Before learning about the opening of the new summer exhibition at the National Portrait exhibition I had never previously heard of Laura Knight. Considering I have just spent my last semester at university studying the foundations of the Royal Academy and British art up until the early 20th century it was a crying shame. For some reason Knight is rarely spoken or written about and the NPG exhibition has politely reminded the world what it has been missing.
Laura Knight was a war artist, a painter of Gypsies, the Ballets Russes and the Nuremberg Trials. She had a career that transcended genre and cultural borders. On display at the National Portrait Gallery are thirty portraits which give us a brief glimpse into her spectacular career.

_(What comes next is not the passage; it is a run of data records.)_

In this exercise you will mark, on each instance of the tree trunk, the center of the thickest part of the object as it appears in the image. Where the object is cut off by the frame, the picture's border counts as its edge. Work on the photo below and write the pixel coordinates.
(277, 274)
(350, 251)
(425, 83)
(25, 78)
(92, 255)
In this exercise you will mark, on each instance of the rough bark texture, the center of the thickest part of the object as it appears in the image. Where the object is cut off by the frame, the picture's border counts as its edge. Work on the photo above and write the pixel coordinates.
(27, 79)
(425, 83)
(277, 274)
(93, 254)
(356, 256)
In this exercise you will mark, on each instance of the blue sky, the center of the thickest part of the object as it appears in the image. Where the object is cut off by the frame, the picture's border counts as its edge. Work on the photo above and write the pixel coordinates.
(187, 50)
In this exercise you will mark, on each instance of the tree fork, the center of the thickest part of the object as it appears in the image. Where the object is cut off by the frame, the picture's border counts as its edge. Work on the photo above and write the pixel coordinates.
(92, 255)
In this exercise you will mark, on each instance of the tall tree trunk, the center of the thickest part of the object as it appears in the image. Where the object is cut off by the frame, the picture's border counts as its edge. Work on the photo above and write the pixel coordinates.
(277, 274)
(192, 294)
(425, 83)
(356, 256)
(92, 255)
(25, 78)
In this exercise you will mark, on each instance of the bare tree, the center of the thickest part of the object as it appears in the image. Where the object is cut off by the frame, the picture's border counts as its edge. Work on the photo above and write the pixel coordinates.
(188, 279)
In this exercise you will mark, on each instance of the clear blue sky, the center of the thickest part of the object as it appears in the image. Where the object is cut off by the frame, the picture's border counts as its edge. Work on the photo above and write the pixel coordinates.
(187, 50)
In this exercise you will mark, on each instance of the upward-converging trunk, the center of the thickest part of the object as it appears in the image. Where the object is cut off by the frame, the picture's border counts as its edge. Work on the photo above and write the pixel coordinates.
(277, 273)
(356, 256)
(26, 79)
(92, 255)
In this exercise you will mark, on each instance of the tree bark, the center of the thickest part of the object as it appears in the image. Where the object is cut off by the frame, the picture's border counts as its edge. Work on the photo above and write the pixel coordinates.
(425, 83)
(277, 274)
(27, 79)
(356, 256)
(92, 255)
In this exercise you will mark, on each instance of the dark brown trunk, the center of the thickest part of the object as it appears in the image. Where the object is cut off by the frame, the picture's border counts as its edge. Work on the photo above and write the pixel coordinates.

Knight was the first female Royal Academician since Angelica Kauffman, the first woman in over a century. The fact that so few women were given any status and are still somewhat inferior in the historical canon of art says much about our cultural attitudes to women in art history as britons. That said, Knight was the first ever female artist to be given a damehood in 1929.
For me the most memorable paintings are those of Gypsies and also the portraits Knight painted in Baltimore; here she accompanied her painter husband, while Mr Knight chose to use surgeons as his subject matter, Knight instead painted women in a racially segregated maternity ward. It is clear that she had no problem painting what might have been considered ‘lower’ subject matter. She pushed boundaries, asking herself to go to the Nuremberg Trials after already being successful as a war artist.
This exhibition shows us that we shouldn’t turn a blind eye to our women artists in a display which is both a triumph for feminism and British art; definitely a summer must-see.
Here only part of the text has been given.